Yes, for many adults. Research supports several therapeutic approaches as effective for depression without medication, particularly for mild to moderate presentations. For more severe depression, therapy combined with medication is often most effective. That decision is based on your specific history and symptom severity. I do not prescribe but can discuss options and coordinate with a prescriber when it would support your care.

How long does depression therapy take?

Timelines vary based on origin, severity, and duration. Situational depression often responds within months. Chronic or recurrent depression with roots in early experience typically requires longer-term work. Most adults I work with for depression benefit from ongoing therapy rather than a time-limited course, because the patterns sustaining depression need adequate time and depth to shift in a way that holds.

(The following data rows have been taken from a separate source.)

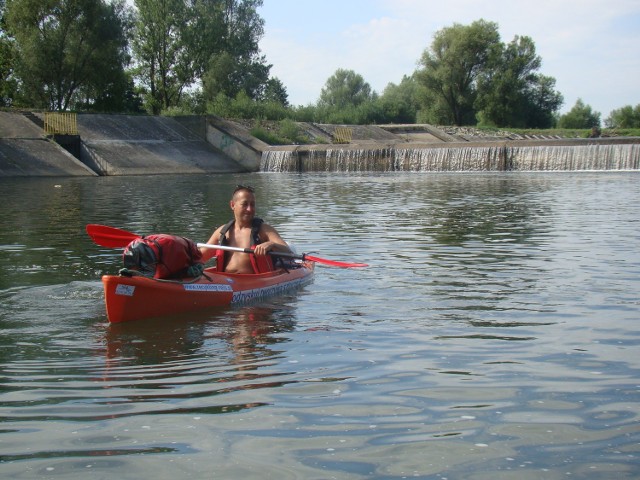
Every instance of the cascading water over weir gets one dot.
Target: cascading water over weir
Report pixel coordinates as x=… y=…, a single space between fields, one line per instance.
x=565 y=155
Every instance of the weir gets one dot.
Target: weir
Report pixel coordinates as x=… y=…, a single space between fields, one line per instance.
x=593 y=154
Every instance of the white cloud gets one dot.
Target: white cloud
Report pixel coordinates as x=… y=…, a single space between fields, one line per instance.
x=588 y=46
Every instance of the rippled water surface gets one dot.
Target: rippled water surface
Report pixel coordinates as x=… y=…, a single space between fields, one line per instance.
x=494 y=335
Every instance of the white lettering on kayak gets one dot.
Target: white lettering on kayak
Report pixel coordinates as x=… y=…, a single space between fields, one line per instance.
x=273 y=290
x=207 y=287
x=126 y=290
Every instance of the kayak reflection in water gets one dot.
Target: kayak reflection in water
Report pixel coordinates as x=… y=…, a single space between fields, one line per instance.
x=244 y=231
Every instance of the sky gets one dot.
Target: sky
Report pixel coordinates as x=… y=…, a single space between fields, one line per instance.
x=591 y=47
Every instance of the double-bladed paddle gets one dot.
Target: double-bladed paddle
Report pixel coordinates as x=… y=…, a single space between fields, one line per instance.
x=112 y=237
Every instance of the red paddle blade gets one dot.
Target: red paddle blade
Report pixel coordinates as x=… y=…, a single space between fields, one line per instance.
x=333 y=263
x=110 y=237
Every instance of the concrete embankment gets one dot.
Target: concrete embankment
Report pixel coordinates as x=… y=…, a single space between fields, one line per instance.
x=149 y=145
x=25 y=151
x=125 y=145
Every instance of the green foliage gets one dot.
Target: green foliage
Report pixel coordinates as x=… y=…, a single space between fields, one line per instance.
x=625 y=117
x=68 y=50
x=469 y=76
x=286 y=133
x=580 y=116
x=345 y=88
x=399 y=102
x=458 y=56
x=8 y=82
x=512 y=93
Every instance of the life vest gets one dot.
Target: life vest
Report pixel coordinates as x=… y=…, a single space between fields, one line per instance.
x=260 y=263
x=163 y=256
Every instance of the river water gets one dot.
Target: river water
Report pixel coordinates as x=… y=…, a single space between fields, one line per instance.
x=494 y=335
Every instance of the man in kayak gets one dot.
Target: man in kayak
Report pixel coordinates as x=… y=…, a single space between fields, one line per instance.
x=244 y=231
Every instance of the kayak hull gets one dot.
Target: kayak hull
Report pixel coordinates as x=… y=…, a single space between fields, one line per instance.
x=138 y=297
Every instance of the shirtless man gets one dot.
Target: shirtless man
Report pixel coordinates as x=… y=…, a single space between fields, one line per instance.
x=243 y=205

Is depression always linked to trauma?

Not always, but more often than is commonly recognized. Research consistently shows significant overlap between depression and unresolved trauma, attachment disruption, and adverse childhood experiences. Many adults with chronic or recurrent depression have a trauma history that has not been addressed in prior treatment. When trauma is present, treating depression without it typically produces partial and temporary results.

What is the difference between situational and chronic depression?

Situational depression develops in response to a specific loss or stressor and often resolves as circumstances shift or are processed. Chronic depression persists across changing circumstances and is typically organized around deeper psychological patterns, relational histories, or neurobiological factors. The distinction matters for treatment because they respond to different approaches and different depths of clinical intervention.